# AT&T modem or wireless gateway



## infocus (May 27, 2010)

Anyone know if I can attach two computers up to AT&T's newest modem or will I need Their gateway for that.Their online help is no help at all.....Thanks


----------



## eidairaman1 (May 27, 2010)

can you provide us a few links to the specific equipment you have so we can help you that much better please?


----------



## infocus (May 27, 2010)

Thats the problem I haven't signed up for their service yet,and have been given a choice of the two.Their asking which one I prefer ,and I tried to explain to them that I'm not privy to their equipment............


----------



## 95Viper (May 27, 2010)

Which two?

Is this any of them?  Gateways/Routers/Modems


----------



## infocus (May 27, 2010)

Yes,the 2 wire gateway 2701hg-b  or  the Motorola modem model 2210


----------



## 95Viper (May 27, 2010)

Well, the 2210 tells you right on the page:"Motorola DSL Modem Model 2210 
For AT&T DSL services.

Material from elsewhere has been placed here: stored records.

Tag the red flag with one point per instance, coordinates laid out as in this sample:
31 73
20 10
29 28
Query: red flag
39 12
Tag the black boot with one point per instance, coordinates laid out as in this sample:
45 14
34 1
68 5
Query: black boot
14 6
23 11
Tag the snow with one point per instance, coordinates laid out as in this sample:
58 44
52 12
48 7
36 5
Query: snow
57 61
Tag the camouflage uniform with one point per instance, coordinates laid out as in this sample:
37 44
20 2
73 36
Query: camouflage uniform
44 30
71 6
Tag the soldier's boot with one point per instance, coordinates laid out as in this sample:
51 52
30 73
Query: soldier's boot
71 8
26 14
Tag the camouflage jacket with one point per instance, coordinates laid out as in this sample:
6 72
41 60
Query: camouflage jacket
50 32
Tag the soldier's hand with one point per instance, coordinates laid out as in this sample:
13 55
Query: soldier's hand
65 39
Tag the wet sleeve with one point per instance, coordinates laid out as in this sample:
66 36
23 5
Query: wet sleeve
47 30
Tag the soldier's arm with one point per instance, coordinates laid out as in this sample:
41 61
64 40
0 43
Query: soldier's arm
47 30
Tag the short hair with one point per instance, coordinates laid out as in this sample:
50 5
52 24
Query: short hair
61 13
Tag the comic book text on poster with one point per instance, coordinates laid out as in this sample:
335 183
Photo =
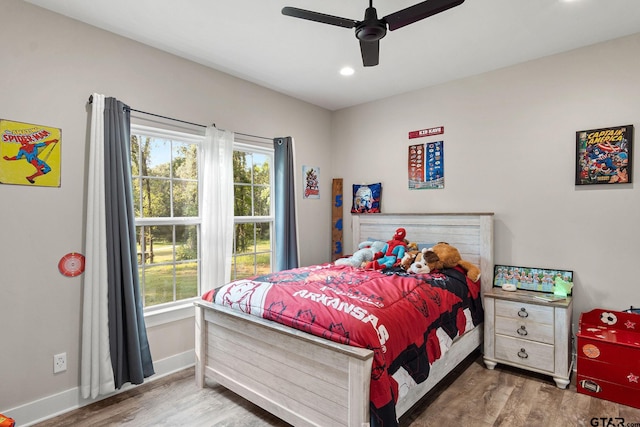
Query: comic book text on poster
426 166
604 155
29 154
311 177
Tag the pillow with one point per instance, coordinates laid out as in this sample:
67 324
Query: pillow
366 198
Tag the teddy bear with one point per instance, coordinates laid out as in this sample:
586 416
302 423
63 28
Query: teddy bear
443 255
409 256
393 252
365 253
419 264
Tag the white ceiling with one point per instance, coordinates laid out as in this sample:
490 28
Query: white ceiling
251 39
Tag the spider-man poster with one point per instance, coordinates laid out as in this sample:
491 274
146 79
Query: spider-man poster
29 154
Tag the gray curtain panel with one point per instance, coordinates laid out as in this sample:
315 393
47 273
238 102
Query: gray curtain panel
284 199
129 347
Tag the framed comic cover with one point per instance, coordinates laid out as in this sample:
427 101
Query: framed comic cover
603 156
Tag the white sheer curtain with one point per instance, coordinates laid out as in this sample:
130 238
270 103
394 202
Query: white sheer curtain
217 207
96 375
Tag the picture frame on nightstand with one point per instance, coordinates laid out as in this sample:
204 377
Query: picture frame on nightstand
529 278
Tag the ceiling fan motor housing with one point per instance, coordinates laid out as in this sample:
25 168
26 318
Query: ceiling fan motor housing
371 28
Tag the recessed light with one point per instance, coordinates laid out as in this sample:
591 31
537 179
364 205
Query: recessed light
347 71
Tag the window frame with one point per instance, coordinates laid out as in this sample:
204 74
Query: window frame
182 137
264 149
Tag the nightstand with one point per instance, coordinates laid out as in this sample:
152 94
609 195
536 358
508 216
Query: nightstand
523 331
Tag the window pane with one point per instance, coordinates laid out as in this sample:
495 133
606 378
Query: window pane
242 202
185 198
261 169
156 198
160 244
135 155
136 196
185 160
243 266
263 263
244 239
165 183
186 242
241 167
158 157
261 200
263 236
158 285
186 280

Low cost solution to connect a single computer to the Internet."  
So that won't work for what you want.

Either, the 2Wire DSL Gateway Model 2701HG-B or, if they will let you have it, the Netopia Wi-Fi Business Router Model 3347.


----------



## ktr (May 27, 2010)

You want to get the 2Wire gateway. It's is a good router, but the one I had burnt out in about an year. Also, you can consider this gateway: NETGEAR DGND3300-100NAS USB RangeMax Dual Band Wir...


----------



## infocus (May 27, 2010)

Thanks,you've answered my question.I just found out the 2 wire gateway is of  faster, higher quality than the Motorola modem.So I'll stick with that....


----------